Let's break it down:
|Toyota RAV4||Ford Escape||Honda CR-V||Hyundai Santa Fe|
|Fuel Economy||10.0 City, 7.8 Hwy L/100km||10.6 City, 8.0 Hwy L/100km||9.5 City, 7.5 Hwy L/100km||11.1 City, 8.6 Hwy L/100km|
|Navigation||Optional||On higher trims||On higher trims||Optional|
|Cargo Space||Up to 73.4 cubic feet||Up to 68.0 cubic feet||Up to 70.9 cubic feet||Up to 71.5 cubic feet|
|IIHS Top Safety Pick||Yes - Superior front crash
prevention thanks to standard
TSS (Toyota Safety Sense)
|No||Yes (with optional equipment)||Yes (with optional equipment)|
The Toyota RAV4
Every RAV4 is paired with Toyota’s superior 2.5L four-cylinder engine that produces a solid 176 horsepower--perfect for city life in Edmonton. The new RAV4 is especially fuel-efficient, beaten only by the Honda CR-V--just barely. The RAV4's interior shares its overall design with the beloved Camry and the prestigious Avalon, but gets a cavernous 73.4 cubic feet of storage space (when the rear seats are folded flat). There’s also a ton of standard equipment, such as rear privacy glass, dual-zone climate control, Bluetooth connectivity, and a 6.1-inch display audio touchscreen to keep you and your passengers entertained. Navigation is an option, and it can be controlled with full voice recognition. At a sensible MSRP and with good bang for your buck, the RAV4 is your best bet!
The Ford Escape
As Ford's most affordable Crossover, you're getting a lower MSRP, but you're getting less too. The fuel economy is inferior to competitors, and nav and voice controls are available only on higher, more expensive trims. The cargo space is inferior too, but the real issue is the lack of IIHS top approval.
The Honda CR-V
Definitely the RAV4's biggest competitor, at a slightly lower MSRP and competitive fuel economy--but you get fewer standard features, and the CRV is not necessarily the best choice for life beyond the city. Navigation is available only if you trim-up, which adds additional costs. And as for storage: it just can't compete. The RAV4 beats it in interior space too. And speaking of the interior, it's just tgenerally much higher quality with the RAV4, with quality materials adorning it - not to mention items like a power liftgate are only available on the top-spec Touring mode.
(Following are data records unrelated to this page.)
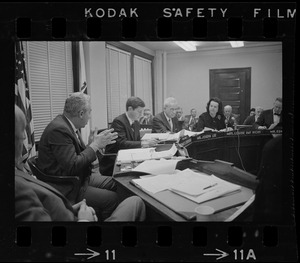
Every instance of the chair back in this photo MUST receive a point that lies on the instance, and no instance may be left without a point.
(69, 186)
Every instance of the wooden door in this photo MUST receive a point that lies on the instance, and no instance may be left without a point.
(233, 87)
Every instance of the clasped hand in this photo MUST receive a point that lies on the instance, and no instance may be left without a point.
(149, 143)
(104, 138)
(84, 212)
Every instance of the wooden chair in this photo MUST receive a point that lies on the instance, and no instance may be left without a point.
(68, 185)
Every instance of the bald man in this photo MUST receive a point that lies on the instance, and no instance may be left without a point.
(230, 120)
(166, 121)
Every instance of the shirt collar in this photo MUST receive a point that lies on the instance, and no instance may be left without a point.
(73, 127)
(130, 120)
(168, 118)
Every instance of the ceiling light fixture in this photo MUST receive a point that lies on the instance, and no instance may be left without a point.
(237, 43)
(186, 45)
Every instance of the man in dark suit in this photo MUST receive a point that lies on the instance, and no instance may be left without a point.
(166, 121)
(190, 121)
(63, 153)
(128, 128)
(147, 119)
(269, 119)
(230, 120)
(38, 201)
(269, 205)
(251, 119)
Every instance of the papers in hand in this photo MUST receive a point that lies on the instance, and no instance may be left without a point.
(198, 187)
(142, 154)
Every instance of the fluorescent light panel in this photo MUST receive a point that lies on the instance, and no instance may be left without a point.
(186, 45)
(237, 43)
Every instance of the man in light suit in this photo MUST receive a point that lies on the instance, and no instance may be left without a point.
(269, 119)
(128, 128)
(166, 121)
(230, 120)
(38, 201)
(63, 153)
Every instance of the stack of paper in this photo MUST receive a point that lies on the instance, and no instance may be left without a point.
(169, 136)
(156, 167)
(198, 187)
(142, 154)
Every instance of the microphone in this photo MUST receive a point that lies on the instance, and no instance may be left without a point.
(226, 124)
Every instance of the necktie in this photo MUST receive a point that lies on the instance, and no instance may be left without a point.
(171, 124)
(80, 139)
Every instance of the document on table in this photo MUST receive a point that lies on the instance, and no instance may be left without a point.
(196, 186)
(142, 154)
(156, 167)
(169, 136)
(220, 188)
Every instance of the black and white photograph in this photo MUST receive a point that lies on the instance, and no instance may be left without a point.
(148, 132)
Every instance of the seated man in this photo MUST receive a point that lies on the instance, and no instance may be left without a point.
(269, 119)
(128, 129)
(63, 153)
(268, 204)
(191, 120)
(147, 119)
(250, 120)
(230, 120)
(38, 201)
(166, 121)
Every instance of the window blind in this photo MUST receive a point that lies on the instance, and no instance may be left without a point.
(142, 80)
(118, 81)
(50, 77)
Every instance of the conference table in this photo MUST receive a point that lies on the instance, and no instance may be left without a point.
(210, 153)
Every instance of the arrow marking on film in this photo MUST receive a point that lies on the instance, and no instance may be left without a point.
(93, 254)
(222, 254)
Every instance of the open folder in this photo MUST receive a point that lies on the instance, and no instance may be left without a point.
(142, 154)
(196, 186)
(169, 136)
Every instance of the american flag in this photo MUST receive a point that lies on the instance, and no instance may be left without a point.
(85, 132)
(22, 99)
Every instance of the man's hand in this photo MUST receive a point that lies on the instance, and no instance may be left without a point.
(261, 127)
(104, 138)
(149, 143)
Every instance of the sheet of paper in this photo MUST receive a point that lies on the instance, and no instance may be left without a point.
(222, 188)
(135, 155)
(154, 184)
(165, 154)
(157, 167)
(192, 183)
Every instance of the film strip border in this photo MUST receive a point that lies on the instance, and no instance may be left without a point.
(152, 22)
(156, 242)
(149, 21)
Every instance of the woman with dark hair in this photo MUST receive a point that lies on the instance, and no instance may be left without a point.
(213, 118)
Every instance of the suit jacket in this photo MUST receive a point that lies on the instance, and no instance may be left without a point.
(205, 120)
(271, 202)
(161, 124)
(128, 138)
(60, 152)
(38, 201)
(266, 119)
(187, 125)
(143, 121)
(231, 121)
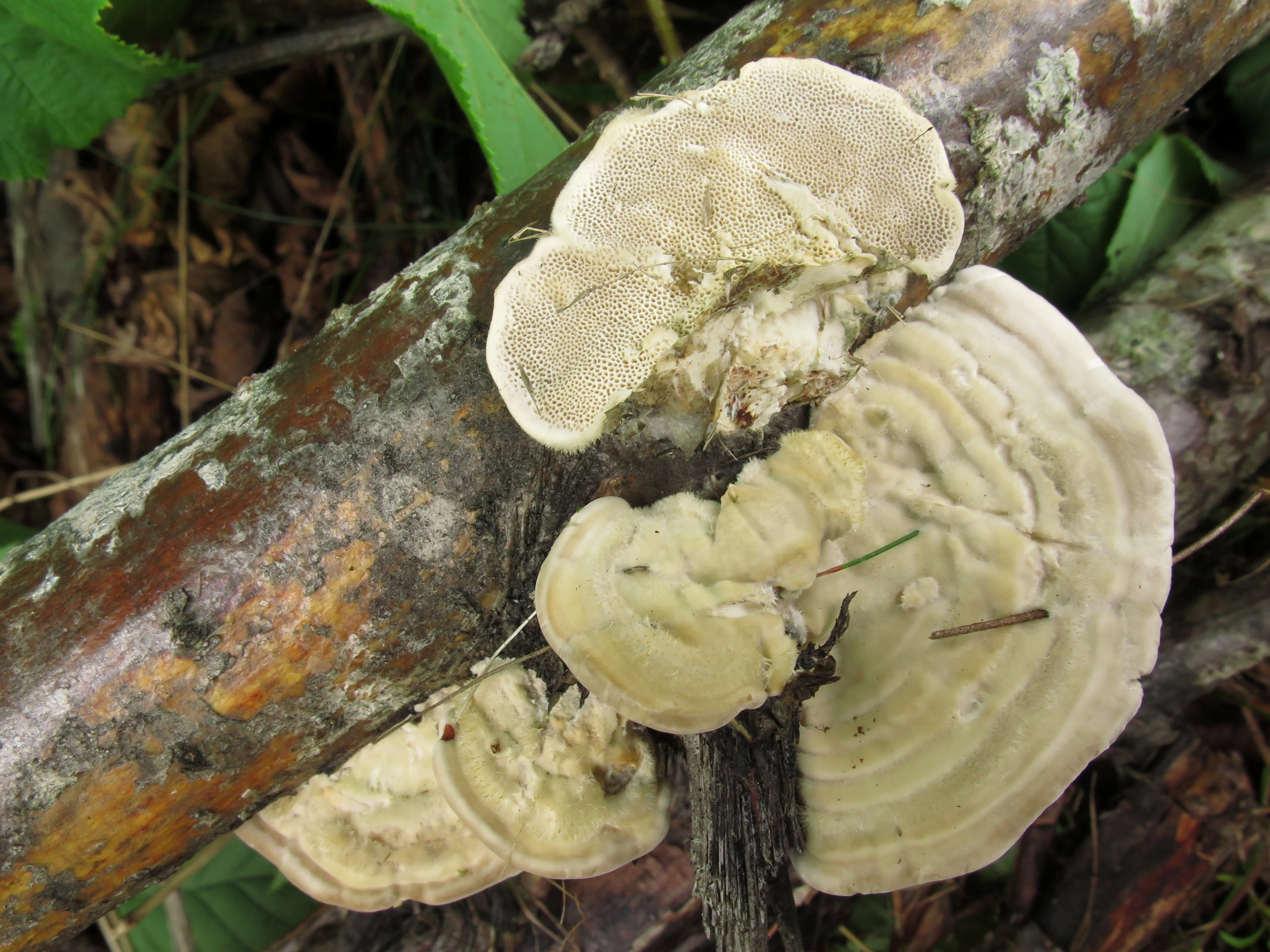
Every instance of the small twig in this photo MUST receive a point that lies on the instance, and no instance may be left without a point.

It's things like this that add to the value of the RAV4 when compared to the CRV.
The Hyundai Santa Fe
The price is a bit on the higher end, but the fuel economy is what really hurts the Santa Fe, both in and out of the city. Again, storage space is on the lower end, making the Santa Fe not as good for vacationing or even just everyday life like with grocery shopping.